Boeing’s termination annoucement of the Joint Venture (JV) entered into in 2019 with Embraer evidences the importance of consistent contracts to document JVs and equity-related transactions between foreign entities and Brazilian counterparts.
JV is a legal format widely used by small to large size companies to structure co-investments in Brazil.
In the case of the two aviation companies, the parties signed a Master Transaction Agreement which was terminated on April 25th by the american corporation on the grounds, according to the public note, that “Embraer did not satisfy the necessary conditions.” In response, Embraer declared publicly that Boeing “manufactured false claims as a pretext to seek to avoid its commitments to close the transaction” and that “Embraer will pursue all remedies against Boeing for the damages”.
Based on public information available, the litigation (if initiated) will likely to be concentrated in the section of the contract named “Conditions Precedent to Closing”, where the parties list which conditions are to be satisfied by each company in order to close the transaction.
Market practice of conditions precedent used in JVs and other equity transactions includes corporate approval, transfer of strategic assets, capital infusion, and local and foreign authorities approval.
The negotiation process of JVs follows a standard script, which encompasses the execution of (i) Memorandum of Understanding (MoU), designed to list the key corporate and commercial terms and conditions, and (ii) Joint Venture Agreement, Shareholders Agreement, Commercial and Technology Agreements, and other ancillary contracts.
There are multiple examples of successful JVs that last for years.
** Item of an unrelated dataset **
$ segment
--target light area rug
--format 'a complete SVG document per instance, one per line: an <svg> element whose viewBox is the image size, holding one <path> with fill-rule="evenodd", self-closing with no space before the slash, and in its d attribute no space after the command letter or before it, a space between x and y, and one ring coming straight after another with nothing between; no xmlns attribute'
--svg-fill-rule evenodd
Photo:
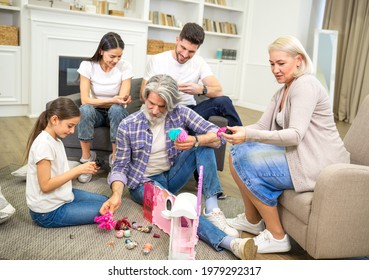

However, the case of the two giant aviation companies evidences the importance that co-investment transactions involving foreign and Brazilian counterparties are documented by solid and well structured contracts, containing clauses to cover the shareholders’ relationship, management, covenants to each party, and, also, the conditions precedent to be fulfilled by the future shareholders in order for the business to close and become effective.
Being minded about the above is key to mitigate risks associated with JVs as adverse times such as the current one will happen and test what has been signed and will provide the direction to solve doubts, loopholes, and eventual litigation.